Nesse contexto, cabe concordar tanto com Geertz quanto com Roberto Cardoso,
que o estar lá e o estar aqui são momentos bem diferentes. O ato de escrever é mesmo
complexo e delicado, do ponto de vista ético, político e epistemológico, uma vez que
coloca vidas e atuações alheias no texto. Como formular críticas sem ultrapassar
fronteiras éticas? Sem interferir indevidamente em processos políticos? Essa questão
nos remete diretamente ao problema da autoridade etnográfica. O desenvolvimento da
ciência etnográfica passa por um debate político-pistemológico sobre a escrita e a
representação da alteridade. Há dúvidas radicais sobre os procedimentos pelos quais
grupos e ações humanos podem ser representados. Frente a isso, a escrita etnográfica
pode evitar conscientemente representar “outros” como abstratos e a-históricos.

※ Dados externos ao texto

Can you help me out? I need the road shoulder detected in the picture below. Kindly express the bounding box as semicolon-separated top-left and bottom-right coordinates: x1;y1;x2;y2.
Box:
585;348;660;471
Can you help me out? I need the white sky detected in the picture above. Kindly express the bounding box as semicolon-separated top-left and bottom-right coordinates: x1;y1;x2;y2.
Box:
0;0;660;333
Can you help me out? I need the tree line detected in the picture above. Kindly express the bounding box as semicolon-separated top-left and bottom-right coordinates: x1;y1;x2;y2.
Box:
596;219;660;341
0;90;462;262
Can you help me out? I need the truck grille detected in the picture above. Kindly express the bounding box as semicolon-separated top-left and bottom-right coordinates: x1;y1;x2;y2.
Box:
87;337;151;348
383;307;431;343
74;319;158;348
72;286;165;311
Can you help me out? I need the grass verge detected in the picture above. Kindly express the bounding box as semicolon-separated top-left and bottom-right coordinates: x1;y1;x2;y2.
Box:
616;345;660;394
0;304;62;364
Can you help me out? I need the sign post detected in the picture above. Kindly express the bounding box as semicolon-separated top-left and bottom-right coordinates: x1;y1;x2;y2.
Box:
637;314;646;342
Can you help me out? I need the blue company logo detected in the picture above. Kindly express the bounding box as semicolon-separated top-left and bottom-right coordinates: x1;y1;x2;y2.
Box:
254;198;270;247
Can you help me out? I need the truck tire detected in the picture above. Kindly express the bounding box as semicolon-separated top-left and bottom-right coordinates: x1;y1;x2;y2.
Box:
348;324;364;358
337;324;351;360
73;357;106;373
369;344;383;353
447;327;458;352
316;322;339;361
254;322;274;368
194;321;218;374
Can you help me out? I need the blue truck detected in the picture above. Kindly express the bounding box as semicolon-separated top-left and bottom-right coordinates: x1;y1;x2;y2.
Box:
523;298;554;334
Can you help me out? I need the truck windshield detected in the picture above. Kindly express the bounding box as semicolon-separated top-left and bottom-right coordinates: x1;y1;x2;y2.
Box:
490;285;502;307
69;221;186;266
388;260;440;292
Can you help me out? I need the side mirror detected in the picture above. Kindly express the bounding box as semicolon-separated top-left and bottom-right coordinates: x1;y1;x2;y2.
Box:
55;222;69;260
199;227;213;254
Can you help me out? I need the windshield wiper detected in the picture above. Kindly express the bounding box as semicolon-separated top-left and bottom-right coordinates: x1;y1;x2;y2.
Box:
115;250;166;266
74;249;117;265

Uma postura ponderada e evoluída nesse atual momento do campo, quando
vários modos de autoridade encontram-se disponíveis, é dado por James Clifford, que
sugere uma atenção renovada à interação sutil entre componentes pessoais e
disciplinares na pesquisa etnográfica, afirmando que, dos vários modos de autoridade
considerados, nenhum é obsoleto, nenhum é puro, há lugar para invenção em cada um
desses paradigmas. A coerência do processo textual tratando-se agora de escolha
estratégica. A etnografia está do começo ao fim imersa na escrita, a qual inclui uma
tradução da experiência na forma textual, processo sobre o qual interferem múltiplas
subjetividades e constrangimentos políticos.